The operation of rail transit locomotives relies on regular maintenance, but traditional maintenance records are mostly unstructured text, which is difficult for computers to effectively understand and utilize. Knowledge graphs can store entities and relationships in a structured way and support complex query reasoning; large language models are good at extracting knowledge from unstructured text and generating natural language answers.

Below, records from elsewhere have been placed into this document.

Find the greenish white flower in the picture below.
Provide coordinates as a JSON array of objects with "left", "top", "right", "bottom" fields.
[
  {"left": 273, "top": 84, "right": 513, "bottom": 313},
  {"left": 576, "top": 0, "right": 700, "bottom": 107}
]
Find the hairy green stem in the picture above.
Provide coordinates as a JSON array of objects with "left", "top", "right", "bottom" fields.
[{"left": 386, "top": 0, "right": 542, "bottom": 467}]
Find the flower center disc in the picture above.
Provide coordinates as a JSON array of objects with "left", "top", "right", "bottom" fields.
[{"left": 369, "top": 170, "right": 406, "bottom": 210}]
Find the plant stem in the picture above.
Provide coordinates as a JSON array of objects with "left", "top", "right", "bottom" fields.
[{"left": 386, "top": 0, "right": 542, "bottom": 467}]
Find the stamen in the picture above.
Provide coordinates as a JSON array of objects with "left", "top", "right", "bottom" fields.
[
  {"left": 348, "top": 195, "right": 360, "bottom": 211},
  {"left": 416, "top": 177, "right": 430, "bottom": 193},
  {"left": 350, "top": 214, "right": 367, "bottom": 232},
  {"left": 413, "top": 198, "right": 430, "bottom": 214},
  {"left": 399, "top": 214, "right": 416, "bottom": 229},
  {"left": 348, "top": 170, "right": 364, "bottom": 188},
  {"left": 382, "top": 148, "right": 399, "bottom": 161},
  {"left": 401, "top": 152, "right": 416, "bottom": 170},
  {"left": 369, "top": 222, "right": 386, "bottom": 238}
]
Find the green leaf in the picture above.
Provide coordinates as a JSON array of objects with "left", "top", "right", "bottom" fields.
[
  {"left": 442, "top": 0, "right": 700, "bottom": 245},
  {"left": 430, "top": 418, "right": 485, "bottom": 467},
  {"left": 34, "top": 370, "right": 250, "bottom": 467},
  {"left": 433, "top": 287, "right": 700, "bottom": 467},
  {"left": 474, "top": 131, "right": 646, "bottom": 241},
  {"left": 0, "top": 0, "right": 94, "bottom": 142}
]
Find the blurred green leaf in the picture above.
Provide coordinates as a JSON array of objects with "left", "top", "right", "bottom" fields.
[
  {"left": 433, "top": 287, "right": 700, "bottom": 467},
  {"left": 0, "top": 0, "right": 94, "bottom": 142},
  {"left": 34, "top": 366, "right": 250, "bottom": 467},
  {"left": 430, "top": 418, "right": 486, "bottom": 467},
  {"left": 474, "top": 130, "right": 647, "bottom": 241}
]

The combination of the two provides new ideas for solving maintenance problems.

## Dataset Composition and Characteristics

This open-source dataset includes three core components: 1. Maintenance record sample data: de-identified table samples containing fields such as original text, involved components, and fault types; 2. Knowledge graph relationship data: entities and relationships such as locomotive components and fault phenomena stored in JSON format, supporting complex queries; 3. Prompt template collection: prompt templates covering entity extraction, relationship extraction, entity linking optimization, answer generation, and other links.

## Technical Framework Analysis

The core technical framework is the "Graph Topology Constrained Retrieval-Augmented Reasoning Framework", with a three-stage process: 1. Knowledge graph construction: using large language models to extract entities and relationships from unstructured maintenance records, reducing construction costs while maintaining accuracy; 2. Retrieval augmentation: when users ask questions, using the graph's topology to retrieve relevant entities and relationship paths; 3. Reasoning and answer generation: inputting the retrieved graph information as context into the large language model to generate answers, alleviating the hallucination problem.

## Application Scenarios and Value

This dataset and framework can be applied to: 1. Intelligent maintenance Q&A: maintenance personnel obtain diagnostic suggestions and maintenance plans through natural language queries; 2. Knowledge discovery and mining: discovering fault correlation patterns and optimizing maintenance resource allocation through graph analysis; 3. Training and knowledge inheritance: storing maintenance knowledge in a structured manner to facilitate new employees' learning and help enterprises accumulate and preserve knowledge.

## Technical Insights and Outlook

This project demonstrates a typical paradigm of combining knowledge graphs and large language models: knowledge graphs provide a structured factual foundation and interpretable reasoning paths, while large language models provide semantic understanding and generation capabilities. Their combination ensures the accuracy and interpretability of outputs. This technical route has reference significance for industrial knowledge management. In the future, multimodal large models and graph neural network technologies will promote more intelligent and efficient industrial knowledge graphs.